Mas a verdadeira e derradeira inovação de Carroll foi, de facto, utilizar o conceito do sonho, trazê-lo para a literatura e fazê-lo, justamente, no universo infantil. Alice estava no jardim, aborrecida e quase a cair de sono, enquanto a sua irmã lia um livro. É quando vê, de repente, um coelho passar por si. Algo completamente normal, não fosse o facto desse coelho falar, utilizar um relógio e umas luvas brancas. É então que a aventura começa. Quando Alice cai lentamente, muito lenta e profundamente pela toca do coelho, isso estabelece um paralelo com uma queda dentro da nossa própria consciência ou, melhor, inconsciência, e é então que a aventura surreal começa. Dalí e Breton ainda estavam longe de ser conhecidos e a teoria dos sonhos de Freud só viria a ser conhecida formalmente em 1900. Ainda não sabíamos pronunciar, pelo menos do ponto de vista científico, a palavra inconsciente. Os sonhos eram apenas meros sonhos, sem relevância psiquiátrica e psicológica. Havia aqui, portanto, um terreno virgem à espera de ser desbravado, no qual Lewis Carroll enveredou e foi um dos seus pioneiros. Mais uma vez, temos aqui a constatação de como as várias áreas se cruzam. Um escritor, quando escreve, não está a fazer meras abstrações ilusórias, pode estar a fazer ciência humana em primeiríssima mão, da forma mais honesta possível.

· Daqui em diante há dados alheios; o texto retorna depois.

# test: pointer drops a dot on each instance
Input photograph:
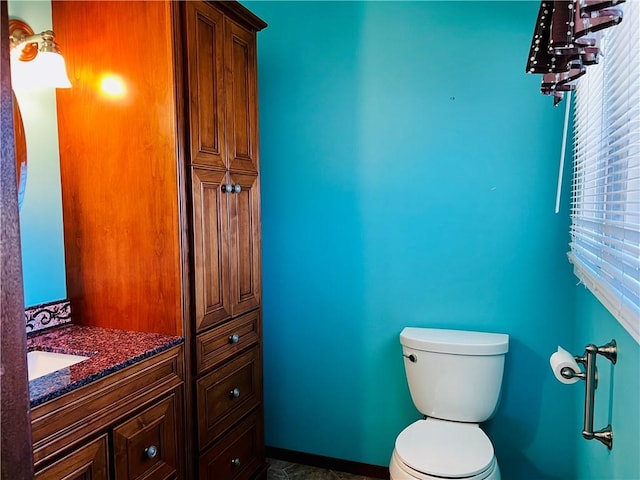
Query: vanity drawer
(146, 445)
(227, 394)
(89, 462)
(237, 455)
(220, 343)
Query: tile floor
(281, 470)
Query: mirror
(21, 150)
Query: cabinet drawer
(227, 394)
(146, 446)
(237, 455)
(86, 463)
(217, 345)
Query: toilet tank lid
(460, 342)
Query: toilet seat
(442, 449)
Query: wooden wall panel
(118, 164)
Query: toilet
(455, 379)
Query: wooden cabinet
(225, 190)
(226, 245)
(138, 410)
(161, 194)
(146, 445)
(237, 455)
(89, 462)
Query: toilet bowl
(455, 379)
(434, 449)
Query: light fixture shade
(46, 70)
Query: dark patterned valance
(563, 43)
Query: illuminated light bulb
(113, 86)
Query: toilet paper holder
(610, 352)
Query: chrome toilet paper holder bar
(590, 376)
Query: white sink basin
(42, 363)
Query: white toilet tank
(454, 374)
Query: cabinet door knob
(151, 451)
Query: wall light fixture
(36, 61)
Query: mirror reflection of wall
(41, 227)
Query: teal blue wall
(617, 397)
(41, 211)
(408, 178)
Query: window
(605, 205)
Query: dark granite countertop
(109, 351)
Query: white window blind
(605, 206)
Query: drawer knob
(151, 451)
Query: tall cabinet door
(205, 46)
(244, 228)
(241, 93)
(210, 248)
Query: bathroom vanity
(118, 414)
(161, 206)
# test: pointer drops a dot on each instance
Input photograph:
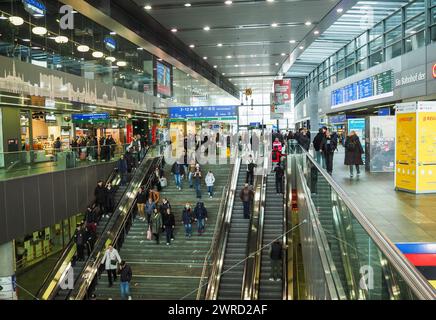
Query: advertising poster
(405, 176)
(163, 75)
(427, 152)
(382, 144)
(358, 125)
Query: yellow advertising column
(415, 147)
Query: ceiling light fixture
(16, 21)
(98, 54)
(61, 39)
(40, 31)
(83, 48)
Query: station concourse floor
(401, 216)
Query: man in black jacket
(169, 225)
(126, 277)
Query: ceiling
(252, 50)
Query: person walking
(276, 254)
(125, 278)
(317, 146)
(200, 213)
(279, 178)
(187, 219)
(210, 181)
(140, 203)
(122, 170)
(329, 144)
(197, 180)
(156, 224)
(179, 172)
(110, 260)
(353, 152)
(246, 195)
(169, 225)
(250, 170)
(100, 198)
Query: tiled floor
(401, 216)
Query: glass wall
(403, 31)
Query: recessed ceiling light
(16, 21)
(97, 54)
(39, 30)
(83, 48)
(61, 39)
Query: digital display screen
(163, 75)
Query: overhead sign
(192, 113)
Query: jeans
(357, 169)
(188, 229)
(320, 158)
(169, 234)
(246, 209)
(275, 269)
(200, 225)
(198, 189)
(178, 179)
(125, 290)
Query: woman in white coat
(110, 260)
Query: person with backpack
(246, 195)
(317, 146)
(200, 213)
(187, 219)
(279, 177)
(210, 181)
(125, 277)
(110, 260)
(169, 225)
(156, 224)
(328, 146)
(353, 152)
(276, 254)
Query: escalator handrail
(333, 281)
(415, 280)
(85, 280)
(61, 261)
(221, 245)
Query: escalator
(174, 271)
(230, 285)
(272, 230)
(51, 288)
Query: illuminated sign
(34, 7)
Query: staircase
(170, 272)
(272, 229)
(236, 249)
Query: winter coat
(210, 179)
(100, 194)
(108, 256)
(200, 211)
(353, 151)
(187, 216)
(156, 222)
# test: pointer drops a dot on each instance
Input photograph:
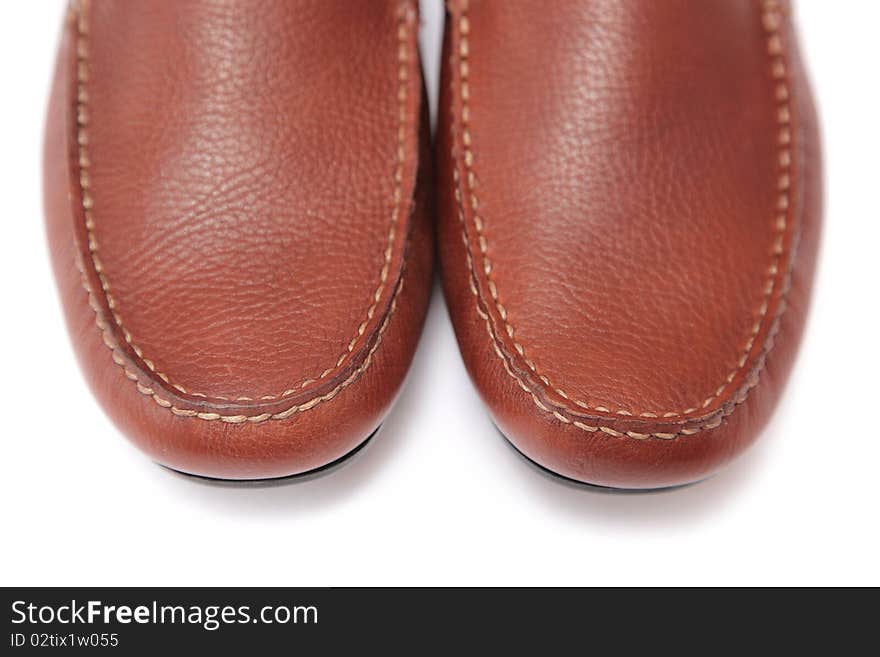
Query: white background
(438, 497)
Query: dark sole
(265, 482)
(583, 485)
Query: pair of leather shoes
(240, 199)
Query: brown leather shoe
(630, 215)
(236, 224)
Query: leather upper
(630, 205)
(239, 184)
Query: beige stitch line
(107, 337)
(82, 53)
(772, 20)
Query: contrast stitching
(88, 210)
(107, 335)
(772, 20)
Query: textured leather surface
(630, 207)
(239, 184)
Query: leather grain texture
(241, 189)
(630, 206)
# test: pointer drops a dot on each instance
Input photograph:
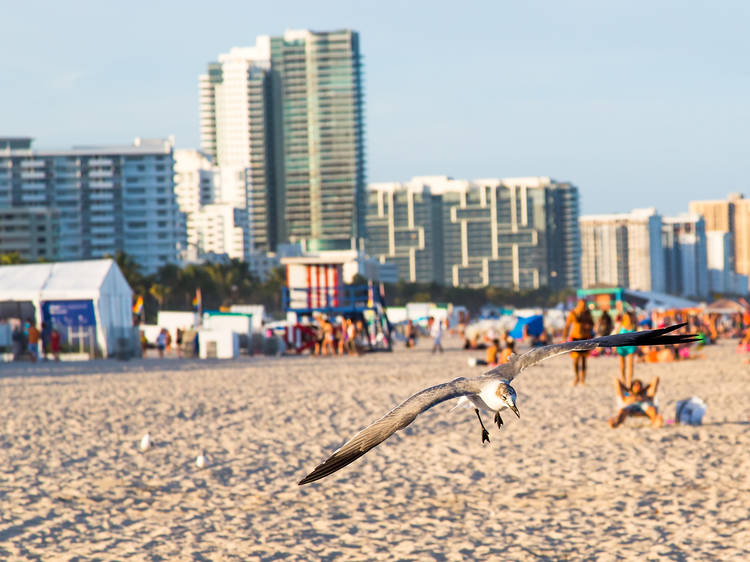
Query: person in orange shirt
(33, 340)
(510, 346)
(579, 326)
(492, 352)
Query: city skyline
(647, 103)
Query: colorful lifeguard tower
(316, 286)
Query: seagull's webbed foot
(485, 433)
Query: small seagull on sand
(490, 392)
(202, 460)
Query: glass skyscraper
(301, 96)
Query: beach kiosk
(89, 302)
(315, 286)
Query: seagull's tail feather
(650, 337)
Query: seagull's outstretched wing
(648, 337)
(398, 418)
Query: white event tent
(77, 293)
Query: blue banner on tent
(69, 313)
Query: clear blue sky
(637, 103)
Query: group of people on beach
(340, 336)
(31, 343)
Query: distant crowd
(31, 343)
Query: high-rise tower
(290, 110)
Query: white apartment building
(110, 199)
(684, 242)
(234, 113)
(517, 233)
(221, 231)
(623, 249)
(196, 181)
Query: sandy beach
(556, 484)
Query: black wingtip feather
(329, 467)
(661, 336)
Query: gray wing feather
(398, 418)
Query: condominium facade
(220, 232)
(519, 233)
(623, 250)
(290, 110)
(235, 106)
(109, 199)
(196, 180)
(731, 216)
(31, 232)
(685, 255)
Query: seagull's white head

Afinal, tudo é uma questão de tempo. E o que é o tempo senão uma constante metamorfose?

A mudança das formas e dimensões passa de um carácter meramente matemático para um profundamente psicológico, se tivermos em conta que Alice é uma criança que, brevemente, se transformará em adolescente — um período da vida também ele caracterizado pelo imenso absurdo, mudanças constantes, metamorfoses, curiosidade e, acima de tudo, indefinições. O País das Maravilhas representa para ela o confronto com isso mesmo. O irreal e o absurdo daquele mundo abala a estrutura do que ela pensava ser e, por isso mesmo, começam as dúvidas. Daí, ela dizer no início que já não tinha certeza de nada e que, talvez, já não fosse a verdadeira Alice, mas antes o resultado qualquer de uma troca de personalidades com uma de suas amigas. No fundo, o verdadeiro significado do livro prende-se com o nosso confronto com o desconhecido quando estamos a abandonar estruturas mentais que já não nos servem mais. Para crescermos temos, em parte, de aceitar o absurdo que esse desconhecido pode trazer. A lagarta, com o significado inerente de metamorfose, tem a missão de auxiliar Alice nesse seu confronto com o desconhecido do qual tem medo mas pelo qual nutre uma infindável curiosidade — daí Alice ir, sempre, ao encontro do seu destino e instigar sempre as situações, sem fugir delas. É só o tempo a passar por nós, tal qual uma entidade viva, neste caso representado pelo relógio do coelho. Traz sempre novos absurdos e novos abismos por desbravar, a cada hora que passa traz-nos novas dúvidas, mas também é por isso que crescemos e temos novas certezas. Temos de o aceitar, até porque se não formos ter com ele, ele, de certeza, vem ter a até nós, nem que seja por um desses puxões de orelha que a vida nos dá.